DeCafé Changes Provide Increased Options, Longer Wait


Photo by Hugh Newcomb, Photo Editor

Students stand in a line at DeCafé, where they can now use meal swipes to purchase food.

Sydney Allen, Alexis Dill, and Eliza Guinn

DeCafé is in line to expand its market into the current seating area as the Rathskeller reconfigures into a larger dining space. DeCafé now accepts meal swipes, a move that has brought a flood of increased traffic into the store.

Dawn Maple, a dining manager at DeCafé, said that all planned changes are aimed to occur over fall break.

“[W]e’re planning to expand the retail space in DeCafé — hopefully over fall break that will happen — and the seating will be in the Rathskeller, so you’ll be able to buy twice as many items as you can now,” said Maple. “Actually, I think it will be kind of cool.”

The change comes after a controversial decision last semester to alter incoming student meal plan options, forcing all first-years to buy a 300-meal-a-semester plan — a number that seems excessive to some.

“I think the dining service is nice here — they have good food,” first-year Tess Siciliano said. “But I think I would prefer to have a choice. I think you should decide how many meals you want a week. Sometimes I go in for just a banana, and I feel like using a whole meal swipe is just a waste.”

Daron Frederick, the building manager at DeCafé, said the change to meal swipes will allow students more dining options.

“Meal swipes are now going to be used in DeCafé for groceries and meals,” he said. “You can only use one meal swipe per period, so … breakfast, lunch, dinner, and fourth meal across campus. It’s worth $7.50 to the student, and what that means is they can purchase $7.50 worth of groceries, and then if they purchase more than that, their swipe will take $7.50 off of the total dollar amount they owe.”

Frederick added that using meal swipes will also get students additional benefits in DeCafé.

“The custom-made sandwiches are typically priced at $6.25,” he said. “We are discounting those for the meal swipes only. If they come in and use a meal swipe, they can get that sandwich for $3.50. That allows them $4 of credit to spend on a drink or a bag of chips or some fruit or something like that. So if they use any other tender, the sandwich will be full price. We’re only discounting it for the meal swipes.”

But some students still hold concerns about the new system, citing crowding and longer lines and waits in DeCafé at crucial meal intervals. College sophomore Devin White said that while he goes to DeCafé every day, the new waits have been an inconvenience.
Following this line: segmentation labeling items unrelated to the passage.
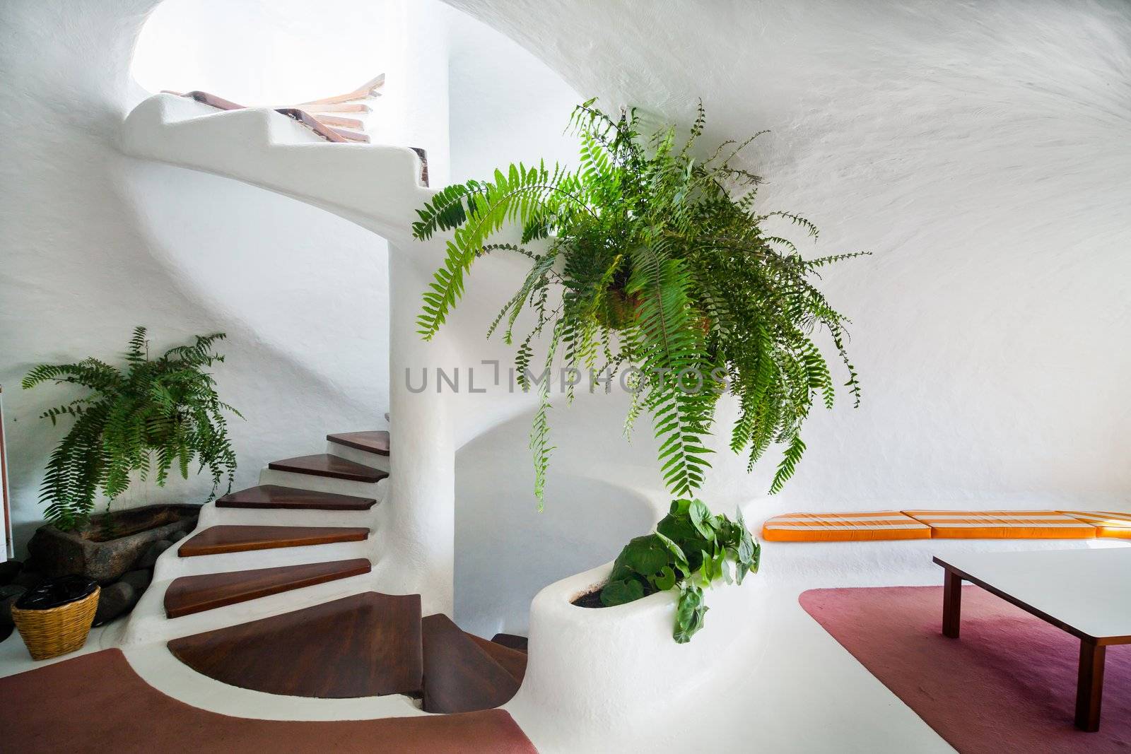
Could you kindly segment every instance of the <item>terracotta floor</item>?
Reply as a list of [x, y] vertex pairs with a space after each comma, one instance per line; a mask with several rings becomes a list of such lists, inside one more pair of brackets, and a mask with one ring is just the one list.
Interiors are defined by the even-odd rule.
[[964, 754], [1131, 751], [1131, 645], [1107, 649], [1100, 728], [1083, 733], [1079, 640], [978, 587], [962, 590], [958, 640], [941, 634], [941, 587], [812, 589], [800, 601]]
[[217, 714], [150, 687], [116, 649], [0, 678], [0, 730], [6, 751], [21, 753], [535, 751], [502, 710], [329, 722]]

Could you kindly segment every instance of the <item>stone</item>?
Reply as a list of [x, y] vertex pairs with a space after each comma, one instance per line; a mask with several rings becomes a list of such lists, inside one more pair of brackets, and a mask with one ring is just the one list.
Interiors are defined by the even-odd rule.
[[[23, 587], [9, 584], [3, 587], [3, 597], [0, 598], [0, 632], [5, 629], [11, 629], [16, 623], [11, 619], [11, 606], [16, 604], [16, 600], [26, 591]], [[2, 590], [0, 590], [2, 591]]]
[[25, 591], [27, 591], [27, 587], [21, 587], [18, 583], [10, 583], [7, 587], [0, 587], [0, 599], [8, 599], [9, 597], [19, 597]]
[[110, 583], [135, 565], [154, 541], [197, 526], [199, 505], [146, 505], [92, 515], [83, 527], [61, 531], [42, 526], [27, 549], [45, 575], [80, 574], [98, 583]]
[[0, 587], [7, 586], [19, 575], [24, 564], [19, 561], [5, 561], [0, 563]]
[[119, 615], [124, 615], [137, 605], [139, 595], [124, 581], [112, 583], [102, 589], [98, 595], [98, 609], [94, 613], [94, 625], [110, 623]]
[[137, 571], [127, 571], [119, 579], [119, 582], [126, 582], [133, 587], [133, 591], [140, 595], [149, 586], [149, 581], [153, 580], [153, 572], [149, 569], [138, 569]]
[[11, 580], [12, 584], [17, 587], [24, 587], [25, 589], [34, 589], [38, 587], [48, 577], [40, 573], [38, 571], [31, 571], [24, 569], [19, 572], [19, 575]]
[[173, 546], [167, 539], [161, 539], [153, 543], [149, 547], [141, 554], [138, 562], [133, 564], [135, 569], [152, 569], [157, 562], [157, 557], [164, 553], [166, 549]]

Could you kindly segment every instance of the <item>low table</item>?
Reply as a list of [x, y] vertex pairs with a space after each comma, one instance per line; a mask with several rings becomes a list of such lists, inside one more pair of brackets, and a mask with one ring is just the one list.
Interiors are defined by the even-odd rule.
[[958, 638], [969, 581], [1080, 639], [1076, 727], [1099, 730], [1105, 651], [1131, 643], [1131, 547], [962, 553], [934, 562], [947, 574], [943, 635]]

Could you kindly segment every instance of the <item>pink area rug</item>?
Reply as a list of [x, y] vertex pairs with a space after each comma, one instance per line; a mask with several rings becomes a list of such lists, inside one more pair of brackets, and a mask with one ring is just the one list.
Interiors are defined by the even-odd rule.
[[941, 633], [941, 587], [812, 589], [800, 601], [964, 754], [1131, 754], [1131, 644], [1107, 648], [1099, 731], [1083, 733], [1072, 725], [1079, 640], [978, 587], [962, 589], [959, 639]]

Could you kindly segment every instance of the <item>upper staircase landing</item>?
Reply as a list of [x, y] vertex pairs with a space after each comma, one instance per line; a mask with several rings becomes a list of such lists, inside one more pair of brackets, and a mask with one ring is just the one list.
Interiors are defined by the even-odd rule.
[[421, 151], [330, 144], [267, 107], [216, 110], [157, 94], [122, 125], [122, 150], [224, 175], [321, 207], [389, 240], [407, 242], [416, 208], [434, 194]]
[[364, 450], [378, 456], [389, 454], [389, 433], [379, 430], [372, 432], [342, 432], [339, 434], [328, 434], [326, 439], [330, 442], [346, 448]]

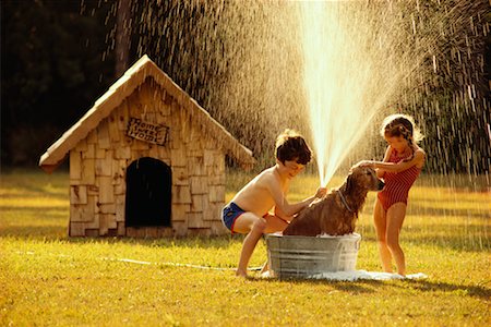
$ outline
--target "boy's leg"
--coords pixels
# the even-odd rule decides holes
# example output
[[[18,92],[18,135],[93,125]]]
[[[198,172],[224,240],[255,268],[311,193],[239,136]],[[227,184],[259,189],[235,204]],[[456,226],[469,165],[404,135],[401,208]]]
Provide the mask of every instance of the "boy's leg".
[[[385,272],[392,272],[392,256],[387,247],[386,232],[387,220],[385,210],[379,199],[375,199],[375,207],[373,209],[373,222],[376,231],[376,240],[379,243],[380,259],[382,268]]]
[[[387,210],[387,246],[397,266],[397,274],[406,276],[406,258],[399,245],[399,233],[406,217],[406,204],[396,203]]]
[[[267,234],[284,231],[288,227],[288,222],[277,216],[267,215],[264,218],[266,218],[266,229],[264,232]]]
[[[239,266],[236,271],[237,276],[247,277],[249,259],[252,256],[252,252],[254,252],[255,245],[263,235],[265,228],[265,219],[252,213],[244,213],[236,219],[233,225],[235,232],[246,233],[249,231],[243,240],[242,251],[240,252]]]

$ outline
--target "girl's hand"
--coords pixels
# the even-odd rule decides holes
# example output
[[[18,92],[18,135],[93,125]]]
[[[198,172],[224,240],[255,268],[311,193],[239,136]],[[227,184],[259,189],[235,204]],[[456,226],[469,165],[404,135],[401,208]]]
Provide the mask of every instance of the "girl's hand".
[[[324,197],[326,193],[327,193],[327,187],[319,187],[318,192],[315,192],[315,197],[316,198]]]
[[[360,162],[358,162],[356,166],[358,167],[368,167],[368,168],[372,168],[375,169],[375,161],[372,160],[362,160]]]

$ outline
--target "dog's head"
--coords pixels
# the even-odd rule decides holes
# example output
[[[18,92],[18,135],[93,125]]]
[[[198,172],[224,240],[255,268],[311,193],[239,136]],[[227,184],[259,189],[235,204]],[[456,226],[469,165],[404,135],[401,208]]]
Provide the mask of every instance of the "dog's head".
[[[376,177],[375,170],[369,167],[354,166],[346,180],[347,192],[354,189],[382,191],[385,183]]]

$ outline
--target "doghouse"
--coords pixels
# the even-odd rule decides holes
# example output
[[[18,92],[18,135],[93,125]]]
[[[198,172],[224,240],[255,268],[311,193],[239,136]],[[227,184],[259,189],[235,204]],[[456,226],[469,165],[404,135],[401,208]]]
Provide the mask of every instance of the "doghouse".
[[[41,156],[70,157],[71,237],[226,233],[225,158],[254,165],[241,145],[147,56]]]

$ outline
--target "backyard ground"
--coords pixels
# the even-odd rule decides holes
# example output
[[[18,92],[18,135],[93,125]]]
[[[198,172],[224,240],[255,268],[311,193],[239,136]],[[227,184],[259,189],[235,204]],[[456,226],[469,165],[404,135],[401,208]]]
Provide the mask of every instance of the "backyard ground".
[[[228,174],[227,201],[249,175]],[[340,183],[335,179],[333,185]],[[1,326],[486,326],[491,323],[486,177],[423,175],[402,233],[408,274],[427,279],[339,282],[233,276],[241,235],[70,239],[69,177],[2,173]],[[289,199],[314,192],[298,178]],[[357,268],[380,271],[370,194]],[[124,261],[125,259],[125,261]],[[266,259],[260,242],[251,266]],[[135,261],[135,262],[131,262]],[[200,265],[223,270],[176,266]]]

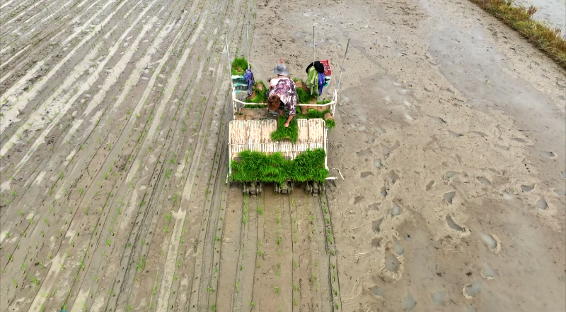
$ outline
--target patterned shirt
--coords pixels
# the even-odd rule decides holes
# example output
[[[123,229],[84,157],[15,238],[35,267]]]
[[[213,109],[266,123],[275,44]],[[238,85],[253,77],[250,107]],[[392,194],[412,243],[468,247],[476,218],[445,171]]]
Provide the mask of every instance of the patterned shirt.
[[[296,89],[295,83],[288,78],[279,78],[273,90],[270,95],[279,95],[279,100],[287,107],[289,114],[294,116],[296,114],[295,107],[296,106]]]

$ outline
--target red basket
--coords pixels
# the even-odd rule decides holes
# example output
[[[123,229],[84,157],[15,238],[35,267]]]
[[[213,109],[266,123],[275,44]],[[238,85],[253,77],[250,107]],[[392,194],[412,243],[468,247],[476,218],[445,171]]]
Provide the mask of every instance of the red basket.
[[[330,77],[332,76],[332,70],[330,69],[330,62],[328,59],[320,61],[320,64],[324,66],[324,76]]]

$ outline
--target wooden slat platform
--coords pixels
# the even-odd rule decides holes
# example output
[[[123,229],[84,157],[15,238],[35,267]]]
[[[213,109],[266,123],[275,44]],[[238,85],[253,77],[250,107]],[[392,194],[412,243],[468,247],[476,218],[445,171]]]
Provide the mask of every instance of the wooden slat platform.
[[[230,121],[230,150],[232,159],[240,152],[253,150],[271,154],[281,152],[283,156],[294,158],[307,150],[324,148],[323,119],[298,119],[299,138],[296,143],[288,140],[272,141],[271,133],[277,128],[277,121],[233,120]]]

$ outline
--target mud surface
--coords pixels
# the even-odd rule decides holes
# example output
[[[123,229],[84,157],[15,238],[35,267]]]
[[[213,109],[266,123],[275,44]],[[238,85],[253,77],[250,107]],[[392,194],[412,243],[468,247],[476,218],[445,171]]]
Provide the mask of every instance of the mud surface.
[[[467,1],[0,4],[0,311],[566,309],[566,74]],[[326,193],[226,184],[227,55],[333,75]]]

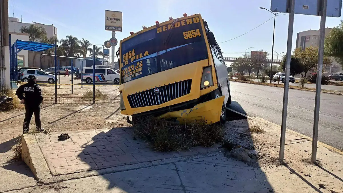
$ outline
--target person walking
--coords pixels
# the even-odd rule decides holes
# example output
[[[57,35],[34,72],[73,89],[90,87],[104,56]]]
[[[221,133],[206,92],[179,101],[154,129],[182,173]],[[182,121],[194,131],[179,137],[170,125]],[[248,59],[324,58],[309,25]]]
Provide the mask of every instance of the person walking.
[[[67,75],[68,75],[68,76],[69,76],[69,70],[68,70],[68,69],[66,68],[66,75],[64,75],[64,76],[66,76]]]
[[[36,77],[29,75],[28,83],[21,85],[15,92],[15,95],[25,106],[25,118],[23,126],[23,134],[28,133],[30,121],[32,114],[35,114],[36,129],[39,132],[44,130],[40,125],[39,105],[43,102],[42,90],[36,83]]]
[[[79,76],[80,75],[80,71],[79,70],[79,68],[78,68],[77,69],[76,69],[76,72],[75,72],[75,80],[76,80],[76,78],[78,78],[78,79],[80,79]]]

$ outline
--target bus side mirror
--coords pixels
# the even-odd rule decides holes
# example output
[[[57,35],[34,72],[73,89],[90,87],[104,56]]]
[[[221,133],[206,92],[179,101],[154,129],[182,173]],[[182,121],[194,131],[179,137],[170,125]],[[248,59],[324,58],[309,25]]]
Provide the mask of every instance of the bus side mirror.
[[[212,32],[209,33],[209,40],[210,41],[210,45],[213,46],[215,45],[215,38],[214,38],[214,35]]]

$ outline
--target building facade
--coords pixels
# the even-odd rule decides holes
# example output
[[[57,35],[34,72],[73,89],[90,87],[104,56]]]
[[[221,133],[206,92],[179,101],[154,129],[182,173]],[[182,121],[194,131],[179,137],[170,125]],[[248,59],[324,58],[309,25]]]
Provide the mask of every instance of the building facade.
[[[325,36],[326,37],[330,33],[332,28],[327,27],[325,28]],[[319,30],[310,30],[304,32],[300,32],[297,34],[297,41],[295,48],[297,48],[301,47],[303,50],[304,50],[307,47],[311,46],[319,46]],[[331,65],[327,67],[324,70],[327,71],[340,71],[342,69],[340,65],[337,63],[334,58],[330,57],[332,60]]]
[[[44,27],[46,32],[48,38],[50,38],[53,36],[57,36],[57,29],[52,25],[45,25],[33,22],[32,23],[22,23],[20,22],[19,18],[9,17],[8,18],[9,31],[10,32],[21,33],[20,31],[20,28],[24,26],[28,27],[32,24]]]

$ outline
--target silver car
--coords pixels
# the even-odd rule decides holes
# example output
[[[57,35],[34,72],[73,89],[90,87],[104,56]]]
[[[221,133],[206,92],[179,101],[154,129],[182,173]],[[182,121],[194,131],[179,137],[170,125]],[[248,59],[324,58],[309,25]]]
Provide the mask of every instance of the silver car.
[[[28,81],[29,75],[33,75],[36,77],[37,82],[45,82],[52,84],[55,82],[55,76],[48,74],[43,70],[35,69],[25,69],[22,72],[20,80],[23,82],[26,82]],[[57,79],[57,81],[58,79]]]

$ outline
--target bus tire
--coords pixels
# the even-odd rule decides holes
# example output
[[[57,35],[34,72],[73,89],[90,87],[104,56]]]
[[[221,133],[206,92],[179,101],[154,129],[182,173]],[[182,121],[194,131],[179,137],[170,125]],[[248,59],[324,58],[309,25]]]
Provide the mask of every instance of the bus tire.
[[[114,79],[114,83],[116,84],[119,84],[119,80],[118,78],[116,78]]]
[[[227,86],[227,88],[228,89],[228,85]],[[227,101],[226,102],[226,107],[228,107],[229,105],[231,104],[231,102],[232,102],[232,101],[231,101],[231,93],[230,92],[230,90],[229,90],[229,98],[227,99]]]
[[[214,90],[212,93],[212,98],[213,99],[218,98],[222,95],[218,89]],[[225,123],[226,122],[226,109],[225,104],[223,103],[221,110],[220,119],[219,120],[219,122],[222,125],[225,125]]]
[[[92,79],[90,78],[87,78],[86,79],[86,82],[88,84],[92,83]]]

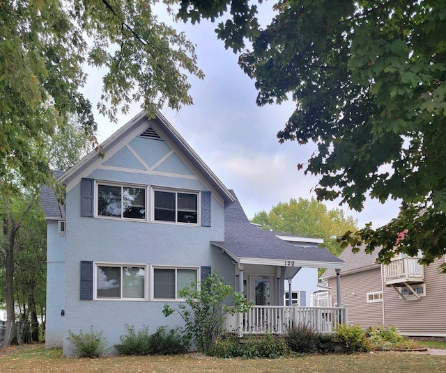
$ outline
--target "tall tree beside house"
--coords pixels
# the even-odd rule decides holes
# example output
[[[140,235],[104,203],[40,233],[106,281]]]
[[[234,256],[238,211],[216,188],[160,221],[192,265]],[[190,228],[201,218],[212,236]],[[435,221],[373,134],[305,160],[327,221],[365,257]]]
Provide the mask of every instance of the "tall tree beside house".
[[[259,105],[295,102],[277,136],[317,145],[298,168],[320,177],[319,200],[357,211],[366,196],[403,200],[397,219],[349,232],[344,244],[382,246],[385,262],[395,248],[422,250],[423,264],[445,255],[446,2],[279,0],[264,29],[252,3],[184,0],[179,15],[213,20],[229,8],[218,37],[235,51],[252,41],[239,63]]]
[[[164,104],[178,109],[192,103],[187,76],[203,76],[194,46],[157,19],[154,3],[0,2],[2,192],[17,180],[25,188],[56,186],[43,149],[70,116],[95,143],[91,103],[80,90],[87,63],[105,73],[98,105],[112,120],[132,102],[152,115]]]
[[[341,209],[328,209],[314,198],[281,202],[269,212],[256,213],[252,222],[266,230],[323,239],[323,246],[336,256],[342,252],[337,238],[357,229],[357,221],[353,216],[346,216]]]
[[[68,170],[91,149],[89,136],[82,125],[70,118],[67,125],[56,127],[54,135],[48,137],[40,150],[52,167]],[[15,188],[3,190],[0,201],[0,217],[2,233],[0,246],[3,255],[0,278],[4,283],[0,299],[6,303],[8,321],[16,317],[25,322],[30,322],[27,335],[38,340],[38,316],[41,324],[45,319],[46,282],[46,231],[45,219],[38,198],[37,188],[20,186],[20,178],[12,180]],[[15,315],[16,308],[20,315]],[[13,322],[8,324],[5,344],[16,342]]]

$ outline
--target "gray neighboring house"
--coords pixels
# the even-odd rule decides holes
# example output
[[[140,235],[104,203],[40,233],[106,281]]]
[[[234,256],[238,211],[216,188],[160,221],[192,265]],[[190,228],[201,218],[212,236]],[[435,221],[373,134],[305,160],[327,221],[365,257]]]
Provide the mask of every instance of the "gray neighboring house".
[[[47,222],[46,346],[68,330],[103,331],[110,345],[125,325],[151,332],[178,290],[218,273],[259,306],[282,306],[300,269],[342,267],[325,248],[292,245],[250,224],[235,195],[166,119],[140,113],[58,180],[66,205],[43,189]],[[223,150],[222,150],[223,151]],[[294,243],[295,244],[295,242]],[[311,242],[310,242],[311,244]]]
[[[366,254],[363,246],[353,253],[348,247],[339,255],[345,262],[341,301],[348,305],[349,322],[364,328],[394,325],[401,334],[414,337],[446,337],[446,274],[438,271],[445,257],[422,266],[418,257],[403,255],[381,265],[378,251]],[[335,304],[334,271],[328,269],[322,279]]]

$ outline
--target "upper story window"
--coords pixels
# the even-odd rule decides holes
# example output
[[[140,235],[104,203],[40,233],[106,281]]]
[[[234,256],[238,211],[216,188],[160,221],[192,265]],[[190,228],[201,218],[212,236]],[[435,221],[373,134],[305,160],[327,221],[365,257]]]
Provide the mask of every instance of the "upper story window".
[[[155,190],[153,219],[198,224],[198,193]]]
[[[146,219],[146,188],[98,183],[98,216]]]

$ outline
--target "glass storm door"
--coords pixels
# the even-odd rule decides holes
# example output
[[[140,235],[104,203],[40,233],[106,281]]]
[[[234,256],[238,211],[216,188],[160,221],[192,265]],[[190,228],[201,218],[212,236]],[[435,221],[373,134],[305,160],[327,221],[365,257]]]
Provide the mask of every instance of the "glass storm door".
[[[270,305],[270,289],[269,278],[254,280],[256,305]]]

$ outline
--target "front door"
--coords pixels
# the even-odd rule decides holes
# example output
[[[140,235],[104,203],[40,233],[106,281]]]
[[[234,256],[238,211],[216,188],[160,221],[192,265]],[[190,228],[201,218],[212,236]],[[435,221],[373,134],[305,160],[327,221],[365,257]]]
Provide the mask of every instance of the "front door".
[[[268,277],[254,279],[256,305],[270,305],[271,285],[270,278]]]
“I’d say I’m in DeCafé for about 40 minutes on the daily, just waiting in line,” he said. “I like the new meal swipes. That’s good. I can get a lot of food; it just keeps DeCafé a lot more crowded. I’ve been late to football meetings a few times because of DeCafé.”

Dean of Students Meredith Raimondo spoke about the changes, highlighting the increased meal options the system would provide for students. She said that it would be a new positive force on campus.

“DeCafé has implemented a number of short-term changes to try to improve the profitability of the space and improve the shopping experience for students and others who eat there,” Raimondo said.

These dining changes are not the first Wilder Hall has seen. In fall 2016, DeCafé delayed opening by two hours — until 11 a.m. — and the following semester, the Rathskeller was abruptly closed.

Last semester, a Dining Committee task force was created to investigate student satisfaction with Campus Dining Services and possible alternative uses for different spaces.

“The Dining Committee provided excellent input in the spring about the kinds of changes that [will] help DeCafé to provide the best options and services possible to its diners,” said Wayne Wood, general manager of CDS. “For visitors seeking booth seating, the Rathskeller is open from 11 a.m. to 11 p.m., and DeCafé diners are welcome to sit there while enjoying a beverage, snack, or meal.”

However, some members of the Dining Committee say they were left out of the final decision making process.

“As far as decision making processes go, we found out by the end of the semester that we were basically talking to ourselves,” said Jack Rockwell, College senior and longtime CDS employee and student manager, and co-chair of the Dining Committee. “Even though the committee was staffed by people who work in CDS, they weren’t necessarily the people making the policy decisions.”

The committee was open to all community members but primarily featured people related to CDS or dining, including CDS managers, dining hall chefs, student employees and managers, as well as representatives from athletics, student life, and Student Senate.

Correction 9/13/17: A previous version of this story incorrectly stated that Jack Rockwell is a College junior. He is a senior.